Here was strange motherhood now that must be so secret and watched with such dismay in the loneliness of the night while the children slept. And however she might be sickened she dared not show it. Strange it was that when she bore her proper children she was not sick at all, but now her food turned on her when she ate a mouthful. It was as though this seed in her was so strong and lusty that it grew like a foul weed in her, doing what it would with her body ruthlessly, and she could not let a sign of it be seen.

Night after night she sat up in her bed, too ill at ease to lie down, and she groaned within herself, “I wish I were alone again and had not this thing here in me—I wish I were alone again as I was, and I would be content—” and it came to her often and wildly that she would hang herself there upon the bedpost. But yet she could not. There were her own good children, and she looked upon their sleeping faces and she could not, and she could not bear to think of the neighbors’ looks on her dead body when they searched her for her cause of death. There was nothing then save that she must live on.

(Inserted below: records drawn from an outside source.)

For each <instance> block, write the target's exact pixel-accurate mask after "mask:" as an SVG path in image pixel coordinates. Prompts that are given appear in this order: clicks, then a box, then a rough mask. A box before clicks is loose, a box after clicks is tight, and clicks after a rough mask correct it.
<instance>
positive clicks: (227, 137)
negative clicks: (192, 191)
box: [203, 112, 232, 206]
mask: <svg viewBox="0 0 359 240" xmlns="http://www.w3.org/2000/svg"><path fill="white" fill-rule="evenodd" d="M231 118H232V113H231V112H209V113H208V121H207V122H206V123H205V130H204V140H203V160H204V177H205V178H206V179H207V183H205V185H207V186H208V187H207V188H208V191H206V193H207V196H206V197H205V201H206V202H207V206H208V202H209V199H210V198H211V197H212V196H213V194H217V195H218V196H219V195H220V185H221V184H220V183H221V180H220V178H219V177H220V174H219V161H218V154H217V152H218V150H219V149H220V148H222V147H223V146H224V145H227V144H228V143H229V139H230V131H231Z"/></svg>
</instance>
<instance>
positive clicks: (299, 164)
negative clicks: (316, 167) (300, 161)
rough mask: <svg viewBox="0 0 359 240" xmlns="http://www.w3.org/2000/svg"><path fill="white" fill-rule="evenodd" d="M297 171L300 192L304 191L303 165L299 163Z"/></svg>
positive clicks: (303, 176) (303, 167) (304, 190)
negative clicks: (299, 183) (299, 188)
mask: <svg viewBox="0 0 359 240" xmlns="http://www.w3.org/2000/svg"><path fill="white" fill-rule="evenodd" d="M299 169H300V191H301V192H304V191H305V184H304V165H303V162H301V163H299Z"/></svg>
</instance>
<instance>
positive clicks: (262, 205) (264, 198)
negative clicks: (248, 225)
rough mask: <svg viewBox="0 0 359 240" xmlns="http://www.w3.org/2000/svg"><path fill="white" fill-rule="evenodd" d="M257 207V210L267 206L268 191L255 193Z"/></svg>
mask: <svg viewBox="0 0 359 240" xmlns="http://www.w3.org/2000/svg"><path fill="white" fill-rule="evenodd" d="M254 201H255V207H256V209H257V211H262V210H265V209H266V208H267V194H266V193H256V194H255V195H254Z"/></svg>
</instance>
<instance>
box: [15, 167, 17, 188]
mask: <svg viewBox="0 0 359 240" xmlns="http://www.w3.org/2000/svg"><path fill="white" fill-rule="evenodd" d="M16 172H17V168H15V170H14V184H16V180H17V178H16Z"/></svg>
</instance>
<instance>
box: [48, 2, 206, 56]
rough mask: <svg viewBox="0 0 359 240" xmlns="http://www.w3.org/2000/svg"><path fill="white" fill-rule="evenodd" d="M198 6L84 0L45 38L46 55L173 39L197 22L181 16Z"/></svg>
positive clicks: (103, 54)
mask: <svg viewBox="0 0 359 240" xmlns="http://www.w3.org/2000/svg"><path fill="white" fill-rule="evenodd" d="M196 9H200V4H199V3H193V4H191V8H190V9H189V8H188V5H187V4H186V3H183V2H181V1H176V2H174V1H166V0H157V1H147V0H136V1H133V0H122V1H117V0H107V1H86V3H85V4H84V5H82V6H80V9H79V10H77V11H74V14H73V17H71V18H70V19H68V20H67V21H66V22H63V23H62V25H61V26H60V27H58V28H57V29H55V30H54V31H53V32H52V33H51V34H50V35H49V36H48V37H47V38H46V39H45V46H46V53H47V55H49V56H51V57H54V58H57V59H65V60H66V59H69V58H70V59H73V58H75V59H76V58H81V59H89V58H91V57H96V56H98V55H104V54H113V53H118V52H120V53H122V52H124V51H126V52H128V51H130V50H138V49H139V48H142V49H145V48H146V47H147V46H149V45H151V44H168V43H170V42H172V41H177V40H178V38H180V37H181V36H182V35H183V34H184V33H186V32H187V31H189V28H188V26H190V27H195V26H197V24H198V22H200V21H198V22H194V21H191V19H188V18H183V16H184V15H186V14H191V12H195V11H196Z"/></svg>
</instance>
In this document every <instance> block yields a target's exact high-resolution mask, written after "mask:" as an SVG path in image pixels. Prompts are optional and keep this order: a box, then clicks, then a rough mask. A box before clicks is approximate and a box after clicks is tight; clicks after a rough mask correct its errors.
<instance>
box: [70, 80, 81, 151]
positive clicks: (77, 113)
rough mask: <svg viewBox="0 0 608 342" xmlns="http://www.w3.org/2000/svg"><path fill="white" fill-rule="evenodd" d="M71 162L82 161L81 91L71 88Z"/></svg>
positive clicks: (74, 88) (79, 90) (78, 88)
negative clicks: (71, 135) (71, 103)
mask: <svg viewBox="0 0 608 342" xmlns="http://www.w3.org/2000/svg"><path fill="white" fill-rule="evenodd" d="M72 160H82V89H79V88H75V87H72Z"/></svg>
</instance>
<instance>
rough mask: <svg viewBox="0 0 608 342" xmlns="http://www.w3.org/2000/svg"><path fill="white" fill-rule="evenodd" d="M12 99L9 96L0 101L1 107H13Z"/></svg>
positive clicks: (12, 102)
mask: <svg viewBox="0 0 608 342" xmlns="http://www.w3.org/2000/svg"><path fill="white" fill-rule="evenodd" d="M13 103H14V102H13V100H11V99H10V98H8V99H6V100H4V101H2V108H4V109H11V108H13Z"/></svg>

Yet in spite of all this pain the woman was not healed of her desire toward that townsman, though she often hated while she longed for him. Rather did it seem he held her fast now by this secret hold that grew within her. She had repented that she ever yielded to him and yet she yearned for him often day and night. In the midst of her true shame and all her wishing she had withstood him, she yearned for him still. Yet she was ashamed to seek him out, and fearful too lest she be seen, and she could only wait again until he came, because it seemed to her if she went and sought him then she was lost indeed, and after that stuff for any man to use.

But here was a strange thing. The man was finished with her. He came no more throughout that whole summer until the grain was reaped when he must come, and he came hard and quarrelsome as he used to be and he took his full measure of his grain so that the lad cried wondering, “How have we made him angry, mother, who was so kind to us last year?”

And the woman answered sullenly, “How can I know?” But she knew. When he would not look at her, she knew.